If you have a question or issue with MNE-Python, please include the following info:
- MNE-Python version: 0.20.7
- operating system: windows 10
i have some questions about the spatial patterns drawn by csp.plot_pattern/filters. Here are my results:
why its number was too high in the colorbar? it seemed abnormal. I only used a 4-order butterworth filter befor.Here are part of my codes.
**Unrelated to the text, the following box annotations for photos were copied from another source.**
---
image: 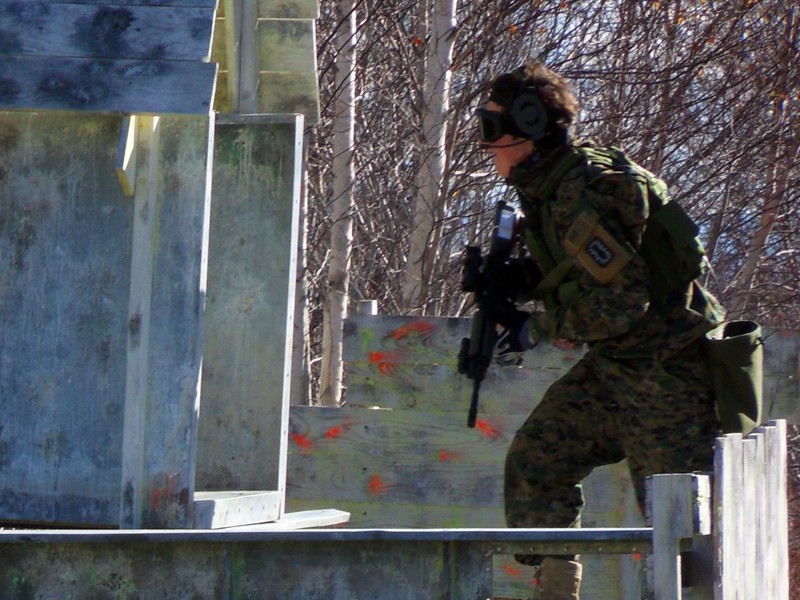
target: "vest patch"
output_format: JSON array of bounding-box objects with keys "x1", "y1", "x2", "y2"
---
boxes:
[
  {"x1": 586, "y1": 237, "x2": 614, "y2": 267},
  {"x1": 564, "y1": 210, "x2": 634, "y2": 284}
]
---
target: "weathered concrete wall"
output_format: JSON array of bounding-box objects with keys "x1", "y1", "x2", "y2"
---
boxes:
[
  {"x1": 197, "y1": 115, "x2": 303, "y2": 502},
  {"x1": 0, "y1": 112, "x2": 210, "y2": 526}
]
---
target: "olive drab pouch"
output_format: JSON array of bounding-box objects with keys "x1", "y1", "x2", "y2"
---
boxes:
[{"x1": 705, "y1": 321, "x2": 764, "y2": 435}]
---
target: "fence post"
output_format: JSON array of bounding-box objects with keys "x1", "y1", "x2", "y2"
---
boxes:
[{"x1": 649, "y1": 473, "x2": 711, "y2": 600}]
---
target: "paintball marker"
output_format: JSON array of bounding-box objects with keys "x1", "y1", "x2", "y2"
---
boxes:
[{"x1": 458, "y1": 200, "x2": 517, "y2": 428}]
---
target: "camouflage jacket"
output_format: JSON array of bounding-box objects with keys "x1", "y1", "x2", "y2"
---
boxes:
[{"x1": 507, "y1": 143, "x2": 724, "y2": 358}]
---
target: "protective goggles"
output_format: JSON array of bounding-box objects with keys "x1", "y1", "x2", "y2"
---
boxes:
[{"x1": 475, "y1": 108, "x2": 513, "y2": 143}]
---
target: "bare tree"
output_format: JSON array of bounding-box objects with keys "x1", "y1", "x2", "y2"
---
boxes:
[
  {"x1": 401, "y1": 0, "x2": 457, "y2": 312},
  {"x1": 319, "y1": 0, "x2": 357, "y2": 406}
]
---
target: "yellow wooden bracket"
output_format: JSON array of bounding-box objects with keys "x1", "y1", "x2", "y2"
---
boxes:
[{"x1": 114, "y1": 115, "x2": 139, "y2": 197}]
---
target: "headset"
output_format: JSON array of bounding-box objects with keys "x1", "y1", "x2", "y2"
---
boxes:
[{"x1": 475, "y1": 67, "x2": 550, "y2": 142}]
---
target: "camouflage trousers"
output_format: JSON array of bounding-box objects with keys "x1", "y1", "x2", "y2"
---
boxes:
[{"x1": 505, "y1": 343, "x2": 719, "y2": 565}]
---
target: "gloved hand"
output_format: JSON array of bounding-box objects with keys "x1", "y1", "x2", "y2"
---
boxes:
[{"x1": 495, "y1": 310, "x2": 536, "y2": 365}]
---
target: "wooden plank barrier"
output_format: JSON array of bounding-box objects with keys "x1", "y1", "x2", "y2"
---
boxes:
[{"x1": 287, "y1": 316, "x2": 800, "y2": 600}]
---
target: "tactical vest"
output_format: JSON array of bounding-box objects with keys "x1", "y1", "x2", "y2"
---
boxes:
[{"x1": 520, "y1": 146, "x2": 706, "y2": 309}]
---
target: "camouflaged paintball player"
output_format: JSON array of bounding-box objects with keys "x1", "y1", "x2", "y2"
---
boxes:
[{"x1": 468, "y1": 64, "x2": 759, "y2": 600}]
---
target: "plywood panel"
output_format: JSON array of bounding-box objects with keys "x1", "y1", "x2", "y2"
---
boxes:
[
  {"x1": 0, "y1": 56, "x2": 217, "y2": 115},
  {"x1": 198, "y1": 116, "x2": 302, "y2": 490},
  {"x1": 48, "y1": 0, "x2": 218, "y2": 8},
  {"x1": 258, "y1": 71, "x2": 319, "y2": 125},
  {"x1": 258, "y1": 0, "x2": 319, "y2": 19},
  {"x1": 258, "y1": 18, "x2": 317, "y2": 73},
  {"x1": 0, "y1": 0, "x2": 214, "y2": 61},
  {"x1": 0, "y1": 113, "x2": 133, "y2": 524}
]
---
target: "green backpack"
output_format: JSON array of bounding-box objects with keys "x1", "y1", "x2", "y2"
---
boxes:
[{"x1": 580, "y1": 147, "x2": 707, "y2": 299}]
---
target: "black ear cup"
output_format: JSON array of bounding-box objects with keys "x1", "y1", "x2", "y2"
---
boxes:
[{"x1": 511, "y1": 88, "x2": 548, "y2": 141}]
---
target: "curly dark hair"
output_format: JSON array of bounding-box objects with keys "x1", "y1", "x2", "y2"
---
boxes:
[{"x1": 489, "y1": 62, "x2": 580, "y2": 129}]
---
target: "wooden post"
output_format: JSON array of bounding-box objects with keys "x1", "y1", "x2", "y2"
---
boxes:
[
  {"x1": 650, "y1": 473, "x2": 711, "y2": 600},
  {"x1": 714, "y1": 433, "x2": 746, "y2": 600},
  {"x1": 759, "y1": 420, "x2": 789, "y2": 600}
]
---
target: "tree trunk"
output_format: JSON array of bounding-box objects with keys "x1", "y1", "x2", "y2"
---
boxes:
[
  {"x1": 402, "y1": 0, "x2": 457, "y2": 314},
  {"x1": 320, "y1": 0, "x2": 356, "y2": 406}
]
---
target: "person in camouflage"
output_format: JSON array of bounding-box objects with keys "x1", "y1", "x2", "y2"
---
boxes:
[{"x1": 477, "y1": 64, "x2": 724, "y2": 599}]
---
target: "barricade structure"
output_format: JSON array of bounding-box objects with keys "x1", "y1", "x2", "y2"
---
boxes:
[{"x1": 0, "y1": 0, "x2": 797, "y2": 600}]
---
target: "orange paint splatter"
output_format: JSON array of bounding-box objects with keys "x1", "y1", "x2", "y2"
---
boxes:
[
  {"x1": 390, "y1": 321, "x2": 436, "y2": 340},
  {"x1": 439, "y1": 450, "x2": 461, "y2": 462},
  {"x1": 369, "y1": 475, "x2": 389, "y2": 496},
  {"x1": 325, "y1": 425, "x2": 342, "y2": 440},
  {"x1": 369, "y1": 351, "x2": 400, "y2": 375},
  {"x1": 475, "y1": 419, "x2": 500, "y2": 437},
  {"x1": 292, "y1": 433, "x2": 314, "y2": 452}
]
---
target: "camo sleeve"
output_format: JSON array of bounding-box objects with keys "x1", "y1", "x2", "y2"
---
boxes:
[{"x1": 530, "y1": 169, "x2": 650, "y2": 342}]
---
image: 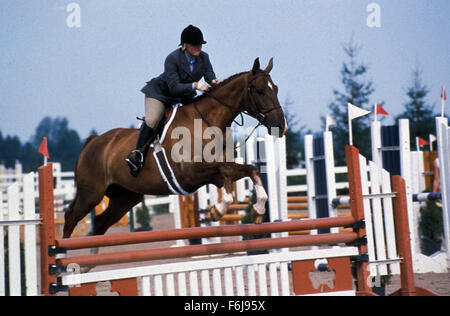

Look forward to your reply sincerely.
# defination of bandpass filter
def butter_bandpass(lowcut,highcut,fs,order):
nyq=0.5*fs#采样频率:奈奎斯特抽样定理指若频带宽度有限的,要从抽样信号中无失真地恢复原信号,抽样频率应大于2倍信号最高频率(脑电最高频率)
low=lowcut/nyq
high=highcut/nyq
b,a=signal.butter(4,[low,high],'bandpass')#阶数为4
return b,a
def butter_bandpass_filter(data,lowcut,highcut,fs,order):
b,a=butter_bandpass(lowcut,highcut,fs,order)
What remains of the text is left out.